Sally was bitter. The books that surrounded her every day were a constant reminder of what she had not achieved, and she held them entirely responsible. And whereas the first time she had been forced to cull she had fought to give every book extra time on the shelf if she could, now the months of retail and trying to squeeze new books onto already overcrowded shelves had taken their toll … now Sally actually enjoyed culling. The thought of this made Cloudy and the others sick to their bindings.

But right from the moment she walked in the door singing, there was something different about Sally today. Normally the first thing she did was to yawn, slumping in her shoes as she made some exasperated comment about the number of books waiting to be put away. “It’s endless”, she would say. Or, “What’s the point? People will just buy them and then we’ll have to put more away … ” But today she actually skipped to the counter and called out to every individual member of staff, wishing them a good morning, and virtually shouted about how beautiful the day was. Something was wrong.

For a very brief moment Cloudy actually let herself believe that this might be a good sign – until the horrible realisation set in. Sally was this happy because she knew that today, instead of squishing books onto the shelves and constantly rearranging stacks to make them fit, she would be tearing them off and sending them to their mysterious deaths.

Cloudy felt like a fool. What had she been thinking? That this bitter bundle of frustration might by some miracle have become a booklover again overnight? Hardly likely. No, Sally was just showing her true colours by delighting in the anticipation of what she was about to embark on.

Yet even for Sally, Cloudy thought, this was almost too horrible to be true. Especially now that she was actually sitting on top of the trolley, swinging her legs like a little girl in time to the music she had playing.

And what was this? From what Cloudy could see, peering out from her tightly closed covers, it looked like Sally and the dreaded trolley were headed straight for ‘Gift’ … This was unheard of. Culling always began in ‘Popular fiction’.

“Not yet!” thought Cloudy. “I’m not ready to go yet … ”

It was too late. Not only had Sally and the culling trolley scooted straight to what was normally the last section to go, but also she had made a beeline for Cloudy herself, and with one swift pluck Cloudy felt her slender self whisked from the shelf for the very last time. Closing her covers so she could not see what was going to happen to her, she tried to be strong. She prayed and prayed that Harry Potter, sitting perched all high and mighty on the top shelf of ‘Top Ten’, would see fit to cast a spell and save her. She grit her leaves and waited to be plonked on the trolley of death.

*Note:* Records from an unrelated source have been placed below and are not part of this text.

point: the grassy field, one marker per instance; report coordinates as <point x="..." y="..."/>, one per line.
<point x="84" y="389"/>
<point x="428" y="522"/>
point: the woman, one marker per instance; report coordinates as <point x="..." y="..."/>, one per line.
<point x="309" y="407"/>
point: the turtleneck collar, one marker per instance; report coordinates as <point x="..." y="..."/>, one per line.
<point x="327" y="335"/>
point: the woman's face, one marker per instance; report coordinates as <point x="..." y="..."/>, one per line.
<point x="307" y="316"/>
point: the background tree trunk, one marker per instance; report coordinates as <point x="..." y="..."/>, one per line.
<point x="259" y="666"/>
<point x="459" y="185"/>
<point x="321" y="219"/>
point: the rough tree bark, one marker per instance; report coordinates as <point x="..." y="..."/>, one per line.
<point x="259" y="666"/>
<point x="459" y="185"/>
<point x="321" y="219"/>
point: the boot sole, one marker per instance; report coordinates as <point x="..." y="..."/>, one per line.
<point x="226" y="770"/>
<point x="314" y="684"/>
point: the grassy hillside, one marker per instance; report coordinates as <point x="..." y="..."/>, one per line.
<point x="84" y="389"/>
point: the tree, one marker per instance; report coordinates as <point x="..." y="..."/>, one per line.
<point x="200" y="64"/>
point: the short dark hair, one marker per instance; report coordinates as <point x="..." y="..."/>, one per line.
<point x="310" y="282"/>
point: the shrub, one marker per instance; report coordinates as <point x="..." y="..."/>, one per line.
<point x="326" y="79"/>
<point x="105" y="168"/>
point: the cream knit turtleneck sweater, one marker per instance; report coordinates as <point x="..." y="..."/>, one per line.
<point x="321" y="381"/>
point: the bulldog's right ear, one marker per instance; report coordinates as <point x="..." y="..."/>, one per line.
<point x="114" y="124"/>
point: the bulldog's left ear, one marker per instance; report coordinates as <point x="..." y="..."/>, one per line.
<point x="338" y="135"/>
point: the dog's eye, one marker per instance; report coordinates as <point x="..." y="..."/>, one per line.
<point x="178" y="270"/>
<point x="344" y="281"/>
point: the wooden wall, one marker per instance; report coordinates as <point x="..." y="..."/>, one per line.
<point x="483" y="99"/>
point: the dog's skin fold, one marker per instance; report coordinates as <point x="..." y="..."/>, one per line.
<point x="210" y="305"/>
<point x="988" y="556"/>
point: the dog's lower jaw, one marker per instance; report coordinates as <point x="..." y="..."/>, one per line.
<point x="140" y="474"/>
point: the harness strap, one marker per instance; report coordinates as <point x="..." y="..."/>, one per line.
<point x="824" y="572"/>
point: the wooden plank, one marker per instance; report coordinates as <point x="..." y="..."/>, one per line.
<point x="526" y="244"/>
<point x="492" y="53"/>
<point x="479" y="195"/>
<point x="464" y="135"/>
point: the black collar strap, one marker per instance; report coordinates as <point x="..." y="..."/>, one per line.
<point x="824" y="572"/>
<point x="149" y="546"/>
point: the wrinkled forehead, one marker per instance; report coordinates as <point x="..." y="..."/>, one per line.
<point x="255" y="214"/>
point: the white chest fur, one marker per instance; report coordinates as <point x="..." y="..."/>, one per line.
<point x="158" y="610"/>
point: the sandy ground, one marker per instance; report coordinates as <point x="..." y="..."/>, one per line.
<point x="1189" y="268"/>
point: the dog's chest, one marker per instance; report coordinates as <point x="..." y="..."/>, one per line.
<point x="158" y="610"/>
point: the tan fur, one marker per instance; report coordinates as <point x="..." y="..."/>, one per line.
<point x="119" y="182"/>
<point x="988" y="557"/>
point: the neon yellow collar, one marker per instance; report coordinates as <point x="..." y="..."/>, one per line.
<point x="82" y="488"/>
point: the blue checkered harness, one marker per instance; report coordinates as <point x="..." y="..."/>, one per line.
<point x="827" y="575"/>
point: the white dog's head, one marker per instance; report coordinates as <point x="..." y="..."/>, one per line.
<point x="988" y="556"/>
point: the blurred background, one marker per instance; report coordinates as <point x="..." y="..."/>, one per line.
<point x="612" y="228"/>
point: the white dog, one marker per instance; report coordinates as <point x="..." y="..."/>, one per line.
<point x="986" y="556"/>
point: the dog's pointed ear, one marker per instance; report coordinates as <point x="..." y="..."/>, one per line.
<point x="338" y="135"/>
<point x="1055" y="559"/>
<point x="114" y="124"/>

But what was this? Cloudy knew this feeling – it was wonderful! For the first time since publication she felt the glorious, tingling sensation of her pages being turned … and not just being turned, but being touched, tenderly and with a curious affection. As the fresh air breezed through her soul from cover to cover, Cloudy almost overflowed with pleasure. If she wasn’t mistaken, she was being read … by Sally!

Everything happened so quickly from that point, it was all a bit of a blur for Cloudy. The next thing she knew, she was in Sally’s hands and standing by the front counter. She had no idea what was happening, but she tried as hard as she could not to get her fragile hopes up too far.

And then it happened. Cloudy heard the magic words she had been waiting to hear since the day she was published, and knew that the Mother’s day Books had been right. Everything would be all right! In fact, everything would be perfect.

“I’m going to buy this book”, Sally said, beaming at her middle-aged workmate. “It’s beautiful, and I deserve a treat.”

“Why’s that?” the disinterested woman replied, counting bookmarks into piles of twenty-five. Cloudy could not believe what she was hearing.

“Because I got in! I finished my story on the weekend. I got into that writing course … I’m going to be a writer!”

And with that, Cloudy felt the exhilaration of her price tag being removed, and waited with joyous anticipation to begin the next chapter of her life. Finally, she was going to be told.